General guidelines:

  • The assigment is due on may-11 (Friday)

  • It must be turned in in both .Rmd and .html format

  • Use code chunks and subtitles for each exercise

  • The code must be thoroughly commented and must follow the code organization guidelines learned in class


This assignment digs into alternative statistical methods, comparing their robustness, power and performance to conventional approaches.

First, we simulate 4 data sets that will be used for the exercises below. The simulated data sets represent the value of a trait in different populations. Each population is composed of 1000 individuals. We will extract samples of this populations to run stats.

The first 2 data sets follow a normal distribution, but with different means (use set.seed to make sure we all simulate the same data):

set.seed(15)
pop.nrm.1 <- rnorm(n = 1000, mean = 20, sd = 3)

set.seed(25)
pop.nrm.2 <- rnorm(n = 1000, mean = 30, sd = 3)

 

The other 2 data sets share the same trait value range than the previous ones, but in this case they follow a uniform distribution:

set.seed(5)
pop.unf.3 <- runif(n = 1000, min = min(pop.nrm.1), max = max(pop.nrm.1))

set.seed(51)
pop.unf.4 <- runif(n = 1000, min = min(pop.nrm.2), max = max(pop.nrm.2))

 


Exercise 1


1.1 Create ggplot2 histograms to explore the distribution of each data set. Use a multipanel plot with each data set in a separate panel (2 rows and 2 columns)

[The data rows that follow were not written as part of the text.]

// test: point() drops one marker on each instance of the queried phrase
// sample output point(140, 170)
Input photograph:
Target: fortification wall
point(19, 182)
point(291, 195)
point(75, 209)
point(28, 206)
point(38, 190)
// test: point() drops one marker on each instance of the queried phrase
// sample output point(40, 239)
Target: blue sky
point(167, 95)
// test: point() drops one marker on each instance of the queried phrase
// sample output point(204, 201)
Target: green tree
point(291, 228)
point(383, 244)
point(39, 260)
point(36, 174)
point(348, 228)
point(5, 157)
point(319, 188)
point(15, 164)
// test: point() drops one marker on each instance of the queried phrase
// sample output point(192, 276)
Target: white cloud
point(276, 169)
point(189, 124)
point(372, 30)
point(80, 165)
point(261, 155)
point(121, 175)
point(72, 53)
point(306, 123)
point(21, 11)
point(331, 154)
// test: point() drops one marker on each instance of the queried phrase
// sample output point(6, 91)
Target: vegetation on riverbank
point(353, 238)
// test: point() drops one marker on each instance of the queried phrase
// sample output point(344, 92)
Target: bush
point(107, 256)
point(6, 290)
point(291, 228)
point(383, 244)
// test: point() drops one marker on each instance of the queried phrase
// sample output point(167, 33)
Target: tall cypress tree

1.2 Create a single ggplot2 graph with all 4 histograms on the same graph. Use transparency to improve the visualization of all histograms


 

Alternative statistical methods

There are several statistical tools to examine whether a single continuous trait differs between 2 populations. Probably the most common one is the t-test. In class we also learned about powerful alternatives that help to relax some of the assumptions.

But first, let’s pretend we measured 20 individuals from each population. This can be simulated as follows:

# sample 1
set.seed(120)
smp1 <- sample(pop.nrm.1, 20)

# sample 2
set.seed(14)
smp2 <- sample(pop.nrm.2, 20)

 

Now we can compare the trait values between population. We can use the t-test for this:

t.test(smp1, smp2)
## 
##  Welch Two Sample t-test
## 
## data:  smp1 and smp2
## t = -10, df = 30, p-value = 1e-11
## alternative hypothesis: true difference in means is not equal to 0
## 95 percent confidence interval:
##  -11.71  -7.71
## sample estimates:
## mean of x mean of y 
##      20.5      30.2

 

In the example above we can see that there is a statistically significant difference between the 2 populations (confidence intervals don’t include 0 and the p-value is lower than 0.05). Of course, this is not surprising at all: we simulated the data using different mean values.


Exercise 2


2.1 Use a non-parametric statistical test to compare mean trait values between samples smp1 and smp2 (analogous to the t-test above)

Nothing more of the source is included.